Little known fact. If you point your toes when you jump, you use 32 more muscles than you do if you don’t point your toes. Or so Coach Belote taught me during plyometrics training back in the early `90s. Come to think of it, he was probably full of shit.
Another little known fact. Mary Elizabeth Winstead (for the rubes, she’s the second one from the right) is the hottest thing since sliced bread. She’s also hotter than Slice (the soda, bovs), sliced pizza or, quite frankly, anything else that can be sliced. Her head and tail are heads and tails hotter than anyone else in the cast of “Grindhouse” by a country kilometer. This video from the Vanity Fair photo shoot should provide ample evidence to support your Uncle Grambo’s case.
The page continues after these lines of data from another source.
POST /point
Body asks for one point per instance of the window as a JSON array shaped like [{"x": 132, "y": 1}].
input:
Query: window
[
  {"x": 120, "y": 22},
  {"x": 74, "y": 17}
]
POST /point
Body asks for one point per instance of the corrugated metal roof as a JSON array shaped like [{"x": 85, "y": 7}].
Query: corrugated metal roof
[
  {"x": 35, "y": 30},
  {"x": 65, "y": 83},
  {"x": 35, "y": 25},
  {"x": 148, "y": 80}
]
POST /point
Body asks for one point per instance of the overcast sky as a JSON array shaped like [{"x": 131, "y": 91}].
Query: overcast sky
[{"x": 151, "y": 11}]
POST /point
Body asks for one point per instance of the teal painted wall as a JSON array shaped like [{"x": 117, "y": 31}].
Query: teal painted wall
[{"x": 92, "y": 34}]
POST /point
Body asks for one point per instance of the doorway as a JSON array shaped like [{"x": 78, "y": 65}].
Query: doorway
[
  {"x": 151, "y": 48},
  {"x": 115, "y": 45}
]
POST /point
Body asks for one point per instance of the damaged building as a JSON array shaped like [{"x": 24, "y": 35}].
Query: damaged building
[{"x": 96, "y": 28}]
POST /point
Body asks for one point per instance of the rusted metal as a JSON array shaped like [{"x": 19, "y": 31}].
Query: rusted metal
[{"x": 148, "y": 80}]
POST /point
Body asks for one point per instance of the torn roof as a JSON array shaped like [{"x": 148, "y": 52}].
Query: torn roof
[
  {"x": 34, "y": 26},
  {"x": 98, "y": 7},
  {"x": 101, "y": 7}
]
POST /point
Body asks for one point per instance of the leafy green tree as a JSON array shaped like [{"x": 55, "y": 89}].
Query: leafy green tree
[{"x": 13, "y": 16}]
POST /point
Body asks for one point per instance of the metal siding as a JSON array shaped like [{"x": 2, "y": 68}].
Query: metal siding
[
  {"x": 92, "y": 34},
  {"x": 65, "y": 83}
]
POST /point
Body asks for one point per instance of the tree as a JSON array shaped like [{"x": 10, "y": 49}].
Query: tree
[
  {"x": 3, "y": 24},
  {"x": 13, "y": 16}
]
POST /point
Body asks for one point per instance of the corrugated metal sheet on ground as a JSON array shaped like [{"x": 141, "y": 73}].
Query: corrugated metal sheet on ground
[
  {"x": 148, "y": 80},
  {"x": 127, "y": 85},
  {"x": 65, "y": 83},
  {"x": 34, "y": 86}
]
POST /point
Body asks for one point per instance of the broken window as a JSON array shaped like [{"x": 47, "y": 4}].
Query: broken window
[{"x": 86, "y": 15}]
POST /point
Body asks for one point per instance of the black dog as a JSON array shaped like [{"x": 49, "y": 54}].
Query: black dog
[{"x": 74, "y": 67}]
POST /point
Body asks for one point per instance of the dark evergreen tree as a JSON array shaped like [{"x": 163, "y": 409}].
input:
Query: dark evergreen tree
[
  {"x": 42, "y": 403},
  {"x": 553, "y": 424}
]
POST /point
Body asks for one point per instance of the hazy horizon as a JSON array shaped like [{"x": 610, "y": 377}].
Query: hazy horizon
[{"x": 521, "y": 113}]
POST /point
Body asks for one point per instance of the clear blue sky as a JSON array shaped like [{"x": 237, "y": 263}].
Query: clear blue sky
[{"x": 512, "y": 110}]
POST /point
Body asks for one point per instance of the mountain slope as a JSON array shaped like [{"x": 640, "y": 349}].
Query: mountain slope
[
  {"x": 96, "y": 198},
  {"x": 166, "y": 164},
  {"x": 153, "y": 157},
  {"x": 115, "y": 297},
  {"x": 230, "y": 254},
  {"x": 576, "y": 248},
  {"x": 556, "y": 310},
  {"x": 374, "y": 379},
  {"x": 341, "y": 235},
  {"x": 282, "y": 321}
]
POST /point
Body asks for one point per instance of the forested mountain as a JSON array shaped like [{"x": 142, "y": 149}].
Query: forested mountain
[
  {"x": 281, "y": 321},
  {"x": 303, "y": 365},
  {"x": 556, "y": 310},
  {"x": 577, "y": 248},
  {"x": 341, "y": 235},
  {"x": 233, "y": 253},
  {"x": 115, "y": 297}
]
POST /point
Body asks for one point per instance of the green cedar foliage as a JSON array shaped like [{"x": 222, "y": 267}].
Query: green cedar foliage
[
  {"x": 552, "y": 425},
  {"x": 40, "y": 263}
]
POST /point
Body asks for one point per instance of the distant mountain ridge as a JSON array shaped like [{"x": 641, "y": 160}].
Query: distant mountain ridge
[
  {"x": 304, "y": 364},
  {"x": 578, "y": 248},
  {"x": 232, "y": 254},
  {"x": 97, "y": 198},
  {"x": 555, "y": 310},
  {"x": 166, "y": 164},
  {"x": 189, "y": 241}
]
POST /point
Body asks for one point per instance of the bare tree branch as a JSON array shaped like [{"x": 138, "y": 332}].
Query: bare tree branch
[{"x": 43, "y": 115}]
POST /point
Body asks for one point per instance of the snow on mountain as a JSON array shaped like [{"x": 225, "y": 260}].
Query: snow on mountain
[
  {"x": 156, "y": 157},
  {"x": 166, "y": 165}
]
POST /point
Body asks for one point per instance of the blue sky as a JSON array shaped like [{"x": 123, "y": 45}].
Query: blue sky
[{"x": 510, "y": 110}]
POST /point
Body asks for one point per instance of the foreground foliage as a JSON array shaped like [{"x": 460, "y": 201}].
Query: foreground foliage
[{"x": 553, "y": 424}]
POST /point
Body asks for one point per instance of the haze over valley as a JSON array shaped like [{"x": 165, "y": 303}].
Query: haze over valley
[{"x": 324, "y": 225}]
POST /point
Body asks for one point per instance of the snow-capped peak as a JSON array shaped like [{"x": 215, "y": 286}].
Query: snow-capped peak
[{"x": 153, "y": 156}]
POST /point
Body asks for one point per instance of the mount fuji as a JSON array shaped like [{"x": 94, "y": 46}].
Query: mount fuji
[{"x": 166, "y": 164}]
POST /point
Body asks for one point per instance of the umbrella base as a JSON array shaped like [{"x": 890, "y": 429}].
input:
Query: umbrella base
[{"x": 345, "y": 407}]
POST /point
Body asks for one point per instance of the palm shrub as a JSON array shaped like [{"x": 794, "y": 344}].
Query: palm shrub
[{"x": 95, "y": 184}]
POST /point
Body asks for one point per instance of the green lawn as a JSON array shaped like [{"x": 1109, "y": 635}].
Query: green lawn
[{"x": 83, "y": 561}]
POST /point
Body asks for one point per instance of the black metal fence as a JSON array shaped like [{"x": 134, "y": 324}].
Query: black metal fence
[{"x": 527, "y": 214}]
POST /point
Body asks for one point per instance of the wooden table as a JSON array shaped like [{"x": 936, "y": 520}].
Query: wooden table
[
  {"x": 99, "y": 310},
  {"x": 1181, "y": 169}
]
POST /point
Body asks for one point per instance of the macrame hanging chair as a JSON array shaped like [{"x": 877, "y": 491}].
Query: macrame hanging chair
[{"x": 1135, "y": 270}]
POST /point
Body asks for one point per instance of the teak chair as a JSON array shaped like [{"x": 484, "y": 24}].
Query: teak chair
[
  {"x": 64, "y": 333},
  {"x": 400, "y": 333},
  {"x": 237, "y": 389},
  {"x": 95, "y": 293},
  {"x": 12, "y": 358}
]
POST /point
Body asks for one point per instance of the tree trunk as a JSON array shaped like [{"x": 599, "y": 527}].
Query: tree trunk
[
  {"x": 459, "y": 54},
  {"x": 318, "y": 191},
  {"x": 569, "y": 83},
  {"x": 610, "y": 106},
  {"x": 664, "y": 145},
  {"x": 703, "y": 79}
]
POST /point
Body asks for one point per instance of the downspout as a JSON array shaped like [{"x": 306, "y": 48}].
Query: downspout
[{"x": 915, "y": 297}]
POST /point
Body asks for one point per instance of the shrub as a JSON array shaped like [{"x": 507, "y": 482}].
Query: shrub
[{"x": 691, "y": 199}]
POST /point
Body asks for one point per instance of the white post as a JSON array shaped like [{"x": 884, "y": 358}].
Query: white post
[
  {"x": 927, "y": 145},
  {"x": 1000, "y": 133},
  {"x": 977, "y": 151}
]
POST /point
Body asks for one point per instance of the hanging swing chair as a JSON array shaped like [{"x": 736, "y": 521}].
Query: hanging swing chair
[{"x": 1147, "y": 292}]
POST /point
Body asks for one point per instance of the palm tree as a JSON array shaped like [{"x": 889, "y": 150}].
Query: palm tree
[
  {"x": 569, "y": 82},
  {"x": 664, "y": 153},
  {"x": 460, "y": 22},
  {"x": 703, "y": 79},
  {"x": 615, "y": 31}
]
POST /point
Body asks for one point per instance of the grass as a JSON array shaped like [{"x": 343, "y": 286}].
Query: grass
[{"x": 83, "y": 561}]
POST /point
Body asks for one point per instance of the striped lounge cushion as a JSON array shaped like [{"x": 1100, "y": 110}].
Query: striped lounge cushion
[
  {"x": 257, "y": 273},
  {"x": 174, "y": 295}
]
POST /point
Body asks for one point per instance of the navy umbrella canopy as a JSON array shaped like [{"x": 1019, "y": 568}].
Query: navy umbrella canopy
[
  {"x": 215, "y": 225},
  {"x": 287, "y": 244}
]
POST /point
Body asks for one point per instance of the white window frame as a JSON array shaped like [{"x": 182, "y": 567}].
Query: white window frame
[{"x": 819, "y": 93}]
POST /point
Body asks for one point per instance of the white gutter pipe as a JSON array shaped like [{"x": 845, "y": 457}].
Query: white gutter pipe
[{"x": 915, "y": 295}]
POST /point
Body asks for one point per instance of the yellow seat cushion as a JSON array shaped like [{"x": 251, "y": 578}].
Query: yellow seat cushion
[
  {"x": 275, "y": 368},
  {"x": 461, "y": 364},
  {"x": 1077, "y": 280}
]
Some say hottest cheerleader since Jen Monahan.



Okay, because you asked, here’s your Uncle Grambo’s official ranking of Grindhouse babes, categorized from Hottie Tottie to Bogus Maximus: M.E. Winstead, Rosario Dawson (those bombs!), Vanessa Ferlito (clearly Jeffrey Wells’ fave), Sydney Tamiia Poitier (who, from the looks of it, has mad hops), Marley Shelton (still has lots of potential), Jordan Ladd (who knew she was so short, anyway?), Tracie Thorns (nowhere near as buzzworthy as Tracey Thorn), Rose McGowan (so nast) and Zoe Bell (who, btw, damn near ruined the movie with her terrible acting, terrible accent and even more terrible faccia).